I defend the resiliency hypothesis on two main grounds in the paper. The first holds that there will be a consistent preference for human-to-human sex over human-to-robot sex. Given a choice, most humans will prefer to have sex with another human than with a robot. The second ground is that technological unemployment in other industries may actually increase the number of people working in the sex industry, thereby allowing them to out-compete the robots.
I don't fully endorse the resiliency hypothesis in my paper, but I think it is plausible, possibly more plausible than the claim that sex robots will displace human prostitutes.
Humanity’s ontological preferences for human-to-human sex is related to a phenomenon known as the uncanny valley effect, which you say will keep humans preferring humans no matter how lifelike sexbots get, correct?
The uncanny valley effect was originally proposed by the Japanese roboticist Masahiro Mori. His suggestion was that as robots became more human-like, a point would be reached where actual humans found them to be pretty creepy.
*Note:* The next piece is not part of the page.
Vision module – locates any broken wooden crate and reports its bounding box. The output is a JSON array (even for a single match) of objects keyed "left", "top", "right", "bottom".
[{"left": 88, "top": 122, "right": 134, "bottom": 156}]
This is because they would be too close to an actual human for comfort (too uncannily human-like). A classic example of the uncanny valley effect is said to be the reaction of viewers to the film The Polar Express. People found the CGI characters in that film to be too realistic for comfort. There has been a reasonable amount of research into this effect in recent years, with some of it even suggesting that other animals experience it too.
In terms of my paper, the relevance of this is obvious enough. I claim that the uncanny valley effect could put people off robot sex partners. This supports the human preference thesis and the resiliency hypothesis as a whole. Of course, as originally presented by Mori, the uncanny valley effect was just a "valley." He believed that once robots became pretty much perfect facsimiles of real human beings, people would no longer be creeped out. I review some recent studies suggesting that this may not be entirely true, and that the off-putting effect could be more difficult to overcome.
What’s even more interesting about humans of the future having a choice between human prostitutes and sexbots is the fact that you believe that with the rise of robots taking over our other jobs it will actually spur a new influx of humans into prostitution. Can you explain how you came to this conclusion?
This is my argument for the increased supply thesis. It's pretty simple really. If we accept that technological unemployment will increase across a range of industries—as many economists are now predicting—then all the people who are unemployed will be looking for other sources of income. Provided that there is no dramatic change to social welfare, this means they will have to look for other work. But where will they go if most jobs have been taken over by robots? Well, they'll go to those industries where there is a preference for human labour over robotic labour, where there are low barriers to entry (i.e. no significant qualification or retraining required), and which are comparatively well-paid. I argue that prostitution could satisfy all three of those conditions, thereby increasing the supply of human prostitutes.